Chaque individu a un risque bien personnel de développer une maladie dite complexe, telle que le diabète, la dépression ou encore le cancer. Ce risque est en partie influencé par les variants génétiques, soit des lettres présentes dans la séquence d'ADN qui diffèrent d'une personne à l'autre. Deux études menées par des chercheurs du nouveau Département de biologie computationnelle de la Faculté de biologie et de médecine de l'UNIL démontrent comment ces variants ont le pouvoir de désorganiser des réseaux de gènes dans différents tissus de notre corps. Les résultats sont à découvrir dans les revues «Nature Methods» et «PLOS Computational Biology».
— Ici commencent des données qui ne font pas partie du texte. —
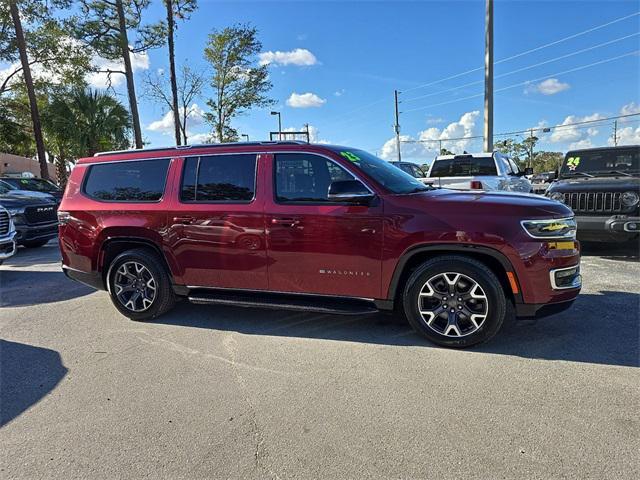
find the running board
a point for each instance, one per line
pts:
(282, 301)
Les progrès réalisés grâce au séquençage du génome humain ont donné naissance à de grandes études qui comparent notamment les variant génétiques entre des individus sains et des individus malades. Ces études ont permis d'identifier avec succès des milliers de variants génétiques qui ont un lien avec différentes maladies. Toutefois, les mécanismes grâce auxquels ces variants sont capables d'influencer le développement d'une pathologie donnée demeurent encore mal compris, freinant ainsi la mise sur pied de tests diagnostiques plus performants et de traitements plus personnalisés pour les patients.
Daniel Marbach, David Lamparter et le Prof. Sven Bergmann, chercheurs au Département de biologie computationnelle (DBC) de la FBM et à l'Institut suisse de bioinformatique (SIB), en collaboration avec Zoltán Kutalik (FBM-CHUV-SIB), le Massachusetts Institute of Technology (MIT) et l'Université d'Harvard, ont cartographié des réseaux de gènes interactifs dont l'activité est perturbée par les variants génétiques dans des centaines de types de cellules et de tissus humains.
Des régions régulatrices encore mal comprises
«Le challenge réside dans le fait que plus de 90% des variants génétiques se situent en dehors des gènes, dans des régions du génome qui sont encore mal comprises», explique Daniel Marbach, chercheur FNS au DBC et premier auteur de l'étude publiée dans Nature Methods. «Ces régions peuvent avoir des fonctions régulatrices, qui sont parfois interrompues par les variants génétiques. Les choses se compliquent encore davantage étant donné que la fonction régulatrice peut varier entre différents types de tissus. Par exemple, un certain gène peut en activer un autre dans le foie, mais pas dans le coeur».
L'équipe s'est alors fixé comme objectif de créer des «cartes» précises des réseaux de régulation qui contrôlent l'activité des gènes dans une cellule ou un tissu donné. En couplant les données d'un consortium de recherche international (FANTOM) avec les nouvelles techniques d'analyse, les chercheurs sont parvenus à constituer des cartes précises des réseaux de gènes pour environ 400 types différents de cellules et tissus humains - soit la plus large collection à ce jour - allant des cellules immunitaires aux tissus cérébraux, alors que jusqu'à présent les études étaient limitées à un, voire quelques tissus. Chacun de ces réseaux décrit des centaines de milliers d'interactions régulatrices parmi plus de 19'000 gènes, donnant ainsi une première vision globale du «système de contrôle» de ces divers cellules et tissus.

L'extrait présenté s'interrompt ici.